Posted: Wed Jan 09, 2013 10:14 am
In $\triangle ABC$, the internal bisector of $\angle C$ meets the circumcircle again at $R$, the perpendicular bisector of $BC$ at $P$ and the perpendicular bisector of $AC$ at $Q$. The mid point of $B$ is $K$ and the mid point of $AC$ is $L$. Prove that $\triangle RPK$ and $\triangle RQL$ have the same area.

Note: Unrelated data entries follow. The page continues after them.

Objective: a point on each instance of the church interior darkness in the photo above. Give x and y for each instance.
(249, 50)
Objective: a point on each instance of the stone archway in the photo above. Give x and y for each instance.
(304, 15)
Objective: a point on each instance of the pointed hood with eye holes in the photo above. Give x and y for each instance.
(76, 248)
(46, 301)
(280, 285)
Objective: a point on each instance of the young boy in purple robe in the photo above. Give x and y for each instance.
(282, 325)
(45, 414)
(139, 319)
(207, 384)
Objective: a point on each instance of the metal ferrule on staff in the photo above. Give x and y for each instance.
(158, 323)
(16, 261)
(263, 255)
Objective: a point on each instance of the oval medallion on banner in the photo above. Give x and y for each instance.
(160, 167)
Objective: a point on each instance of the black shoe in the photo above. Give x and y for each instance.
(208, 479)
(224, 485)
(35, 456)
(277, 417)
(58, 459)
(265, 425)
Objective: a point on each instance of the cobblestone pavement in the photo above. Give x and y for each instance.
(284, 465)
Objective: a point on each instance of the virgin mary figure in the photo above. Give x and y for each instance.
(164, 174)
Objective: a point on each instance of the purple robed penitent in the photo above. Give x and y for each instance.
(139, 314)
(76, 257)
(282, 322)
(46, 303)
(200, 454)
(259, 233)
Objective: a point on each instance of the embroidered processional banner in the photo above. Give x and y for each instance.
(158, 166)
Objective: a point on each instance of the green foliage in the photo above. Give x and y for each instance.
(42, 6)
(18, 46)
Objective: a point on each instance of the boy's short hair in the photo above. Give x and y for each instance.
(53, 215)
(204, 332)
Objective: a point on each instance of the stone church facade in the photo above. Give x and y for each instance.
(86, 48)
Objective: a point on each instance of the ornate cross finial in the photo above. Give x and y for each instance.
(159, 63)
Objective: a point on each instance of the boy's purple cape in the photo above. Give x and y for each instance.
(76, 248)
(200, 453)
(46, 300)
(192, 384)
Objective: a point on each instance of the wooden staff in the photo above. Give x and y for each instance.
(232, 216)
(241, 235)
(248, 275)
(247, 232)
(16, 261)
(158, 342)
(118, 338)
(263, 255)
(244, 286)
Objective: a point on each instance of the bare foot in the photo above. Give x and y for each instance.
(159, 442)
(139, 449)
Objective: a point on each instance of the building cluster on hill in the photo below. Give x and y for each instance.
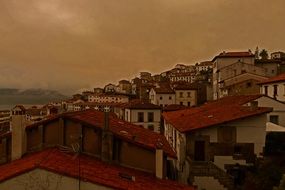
(194, 126)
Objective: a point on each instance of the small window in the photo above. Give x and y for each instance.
(150, 127)
(275, 90)
(266, 90)
(237, 149)
(274, 119)
(248, 84)
(188, 94)
(140, 117)
(150, 116)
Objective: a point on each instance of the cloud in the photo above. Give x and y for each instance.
(71, 44)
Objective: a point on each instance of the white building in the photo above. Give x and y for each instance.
(219, 134)
(145, 114)
(225, 59)
(204, 66)
(274, 87)
(162, 96)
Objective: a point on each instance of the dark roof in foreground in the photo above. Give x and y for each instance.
(91, 170)
(122, 129)
(278, 78)
(217, 112)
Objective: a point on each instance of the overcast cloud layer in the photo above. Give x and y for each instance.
(69, 45)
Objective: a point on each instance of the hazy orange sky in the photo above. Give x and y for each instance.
(69, 45)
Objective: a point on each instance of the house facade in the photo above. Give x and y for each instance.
(144, 114)
(274, 87)
(162, 96)
(225, 59)
(222, 140)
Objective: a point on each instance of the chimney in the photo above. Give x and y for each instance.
(159, 161)
(18, 125)
(107, 138)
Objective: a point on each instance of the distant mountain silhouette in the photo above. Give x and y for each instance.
(10, 97)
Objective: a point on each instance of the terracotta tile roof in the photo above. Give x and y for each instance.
(278, 78)
(140, 104)
(91, 170)
(214, 113)
(206, 63)
(233, 54)
(124, 130)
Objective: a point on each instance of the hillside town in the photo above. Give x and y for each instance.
(218, 124)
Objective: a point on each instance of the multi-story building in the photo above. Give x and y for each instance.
(124, 87)
(162, 96)
(110, 88)
(225, 59)
(213, 138)
(204, 66)
(143, 113)
(68, 150)
(186, 94)
(108, 98)
(274, 87)
(240, 79)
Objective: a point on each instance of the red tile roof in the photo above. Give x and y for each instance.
(233, 54)
(278, 78)
(140, 104)
(91, 170)
(120, 128)
(214, 113)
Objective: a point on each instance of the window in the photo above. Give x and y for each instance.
(150, 116)
(140, 117)
(275, 90)
(226, 134)
(188, 94)
(274, 119)
(266, 90)
(248, 84)
(150, 127)
(237, 149)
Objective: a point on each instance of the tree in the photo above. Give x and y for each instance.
(263, 54)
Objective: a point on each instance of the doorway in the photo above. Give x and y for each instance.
(199, 154)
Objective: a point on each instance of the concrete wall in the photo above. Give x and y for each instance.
(278, 108)
(42, 179)
(139, 158)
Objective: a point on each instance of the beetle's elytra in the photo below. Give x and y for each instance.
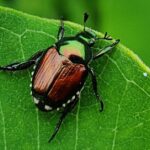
(60, 71)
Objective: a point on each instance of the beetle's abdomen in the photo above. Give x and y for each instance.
(57, 78)
(68, 82)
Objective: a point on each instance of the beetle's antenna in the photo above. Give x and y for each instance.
(85, 19)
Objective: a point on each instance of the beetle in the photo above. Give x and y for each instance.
(61, 70)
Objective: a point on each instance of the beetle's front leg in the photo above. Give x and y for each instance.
(61, 30)
(22, 65)
(106, 49)
(94, 82)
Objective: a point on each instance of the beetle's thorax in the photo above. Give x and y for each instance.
(76, 49)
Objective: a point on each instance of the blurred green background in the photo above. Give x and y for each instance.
(124, 19)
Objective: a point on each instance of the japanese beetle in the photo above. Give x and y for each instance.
(60, 71)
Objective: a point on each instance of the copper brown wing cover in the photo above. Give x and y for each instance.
(58, 77)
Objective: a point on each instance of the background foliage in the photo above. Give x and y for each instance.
(127, 20)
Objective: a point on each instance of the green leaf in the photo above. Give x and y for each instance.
(123, 81)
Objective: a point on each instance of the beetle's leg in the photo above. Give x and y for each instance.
(105, 50)
(22, 65)
(42, 106)
(94, 82)
(61, 30)
(66, 110)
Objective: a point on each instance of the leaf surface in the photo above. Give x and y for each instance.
(123, 82)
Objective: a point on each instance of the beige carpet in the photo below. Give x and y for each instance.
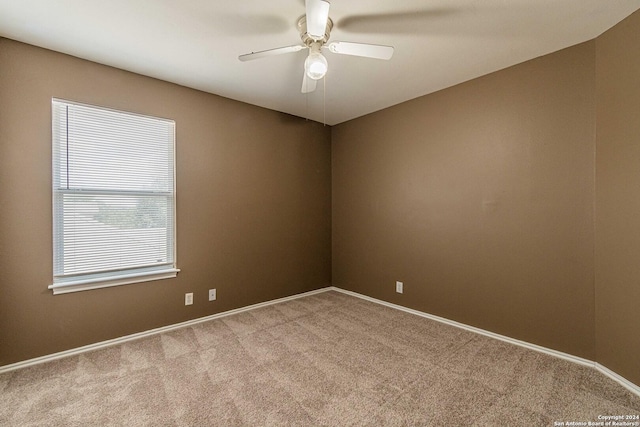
(327, 359)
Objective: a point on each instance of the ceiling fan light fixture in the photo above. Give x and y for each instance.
(316, 65)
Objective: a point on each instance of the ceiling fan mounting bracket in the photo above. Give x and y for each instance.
(306, 38)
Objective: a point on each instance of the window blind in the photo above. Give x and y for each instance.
(113, 197)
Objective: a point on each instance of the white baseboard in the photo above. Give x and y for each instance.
(120, 340)
(103, 344)
(555, 353)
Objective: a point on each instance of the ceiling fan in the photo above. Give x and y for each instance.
(315, 29)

### Re: IMO 2007 Problem 4

Posted: Wed Jan 09, 2013 7:49 pm

### Re: IMO 2007 Problem 4

Posted: Thu Jan 10, 2013 8:14 am
My Proof
Let $O$ be the circumcenter of $ABC$. I proved $OP=OQ$ by angle chasing. So $a^2-OP^2=a^2-OQ^2$ ($a=$ radius of $\bigcirc ABC$). Hence $RP\cdot PC=RQ\cdot QC$. By the similarity of $\triangle LCQ$ and $\triangle PKC$, the fact follows immediately.

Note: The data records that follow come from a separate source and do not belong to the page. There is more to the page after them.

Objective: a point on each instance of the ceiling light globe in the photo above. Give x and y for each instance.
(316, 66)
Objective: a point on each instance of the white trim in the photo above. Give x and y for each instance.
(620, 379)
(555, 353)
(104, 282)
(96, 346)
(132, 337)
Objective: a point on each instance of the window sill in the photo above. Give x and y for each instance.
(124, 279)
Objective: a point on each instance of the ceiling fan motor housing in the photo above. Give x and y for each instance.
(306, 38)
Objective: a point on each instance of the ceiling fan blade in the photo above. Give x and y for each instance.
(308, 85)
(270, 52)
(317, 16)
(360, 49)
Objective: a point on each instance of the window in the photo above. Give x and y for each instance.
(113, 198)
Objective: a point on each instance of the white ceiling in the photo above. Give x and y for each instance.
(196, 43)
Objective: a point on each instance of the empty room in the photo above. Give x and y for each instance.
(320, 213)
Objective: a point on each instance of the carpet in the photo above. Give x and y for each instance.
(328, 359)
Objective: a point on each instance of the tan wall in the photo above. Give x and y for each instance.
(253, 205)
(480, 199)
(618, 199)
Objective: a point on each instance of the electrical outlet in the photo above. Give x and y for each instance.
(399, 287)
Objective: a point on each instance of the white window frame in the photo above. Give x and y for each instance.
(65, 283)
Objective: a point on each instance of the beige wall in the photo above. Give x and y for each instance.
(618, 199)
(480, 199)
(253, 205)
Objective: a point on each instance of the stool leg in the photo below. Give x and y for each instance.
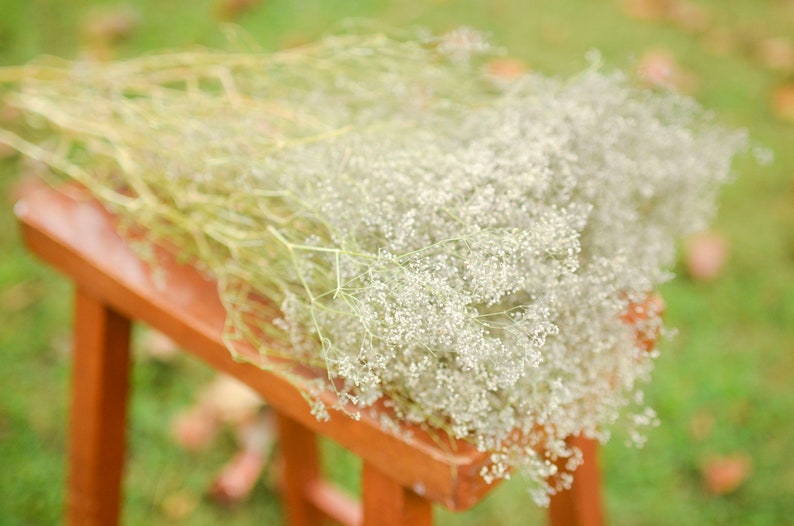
(98, 414)
(386, 503)
(581, 504)
(301, 471)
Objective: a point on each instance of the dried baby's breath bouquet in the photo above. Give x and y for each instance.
(463, 245)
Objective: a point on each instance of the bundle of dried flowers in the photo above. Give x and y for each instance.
(463, 245)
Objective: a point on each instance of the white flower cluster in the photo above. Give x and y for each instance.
(464, 245)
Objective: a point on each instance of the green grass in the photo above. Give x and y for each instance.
(732, 359)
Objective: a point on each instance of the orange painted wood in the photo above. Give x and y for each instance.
(387, 503)
(301, 471)
(581, 504)
(98, 416)
(73, 233)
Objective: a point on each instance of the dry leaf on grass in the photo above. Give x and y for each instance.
(705, 255)
(659, 68)
(783, 102)
(232, 9)
(725, 474)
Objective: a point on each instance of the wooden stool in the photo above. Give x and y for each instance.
(404, 473)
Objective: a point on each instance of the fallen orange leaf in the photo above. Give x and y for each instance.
(783, 102)
(723, 475)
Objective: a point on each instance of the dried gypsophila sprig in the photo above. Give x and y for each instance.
(459, 244)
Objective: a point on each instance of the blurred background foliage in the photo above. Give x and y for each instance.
(722, 386)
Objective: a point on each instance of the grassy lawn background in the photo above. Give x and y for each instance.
(722, 386)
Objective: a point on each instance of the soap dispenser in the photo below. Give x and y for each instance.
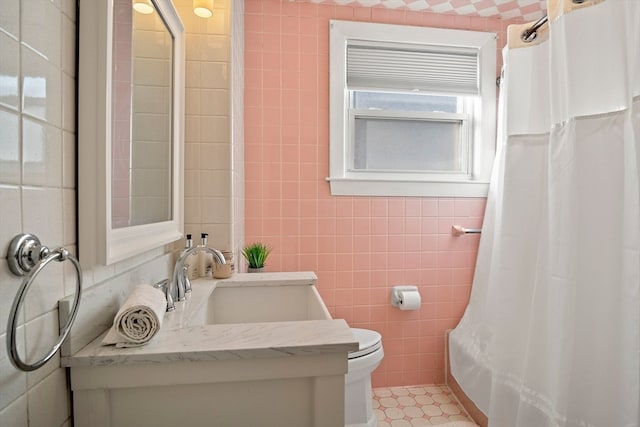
(205, 259)
(192, 261)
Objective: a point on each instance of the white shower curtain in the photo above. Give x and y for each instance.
(551, 336)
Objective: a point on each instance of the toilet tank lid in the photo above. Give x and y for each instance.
(366, 338)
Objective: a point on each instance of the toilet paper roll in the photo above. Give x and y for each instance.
(409, 300)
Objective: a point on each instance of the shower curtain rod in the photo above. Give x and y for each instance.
(531, 33)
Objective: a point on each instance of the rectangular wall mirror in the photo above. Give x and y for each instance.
(130, 128)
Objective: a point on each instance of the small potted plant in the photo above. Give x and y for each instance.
(256, 254)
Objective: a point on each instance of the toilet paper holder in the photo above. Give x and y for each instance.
(396, 293)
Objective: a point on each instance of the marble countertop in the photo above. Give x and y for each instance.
(182, 339)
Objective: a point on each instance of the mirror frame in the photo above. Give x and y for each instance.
(99, 244)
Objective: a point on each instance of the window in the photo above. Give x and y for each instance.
(412, 110)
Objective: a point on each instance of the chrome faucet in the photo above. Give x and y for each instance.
(180, 281)
(165, 287)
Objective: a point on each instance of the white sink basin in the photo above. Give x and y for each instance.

### Re: IMO 2007 Problem 4

Posted: Fri Jan 11, 2013 10:45 pm
My proof :

$\displaystyle \frac{1}{2}. RC .\frac{1}{2}BC.sin(\frac{c}{2})-\frac{1}{2} .(\frac{1}{2}BC)^2.tan(\frac{c}{2})=\frac{1}{2}. RC. \frac{1}{2}AC.sin(\frac{c}{2})-\frac{1}{2} .(\frac{1}{2}AC)^2.tan(\frac{c}{2})$

$\longleftrightarrow \displaystyle RC.cos(\frac{c}{2})=\frac{AB+AC}{2}$ if $AB \neq AC$ ortherwise $AB=AC$

Which is true indeed (trust me )

### Re: IMO 2007 Problem 4

Posted: Fri Jun 02, 2017 1:59 pm
Let's draw $RX$ perpendicular on $PK$ which intersects thevcircumcirle of triangle $ABC$ at $M$
$RX$ is parallel to $BC$
So, $BRMC$ is a trapizoid.
So, $BR$=$MC$
Again, $BR$=$AR$ is known as $CR$ in the angle bisector of angle $ACB$
So, $AR$=$MC$ and it makes $ARCM$ cyclic trapizoid
Then $MR$=$b$
$XK$ bisects both $BC$ and also $RM$
So, $RX$=$$\frac{1}{2}b$$
Similarly we can prove $RY$=$$\frac{1}{2}a$$
And draw $RY$ perpendicular on $QL$
Here in the right angled triangle $PKC$,
$PK$=$$\frac{1}{2}atan\frac{1}{2}C$$
Similarly in triangle $LCQ$,
$QL$=$$\frac{1}{2}btan\frac{1}{2}C$$
So, $$[RPK]=\frac{1}{2}PK*RX=\frac{1}{8}abtan\frac{1}{2}C$$
Again, $$[RQL]=\frac{1}{2}QL*RY=\frac{1}{8}abtan\frac{1}{2}C$$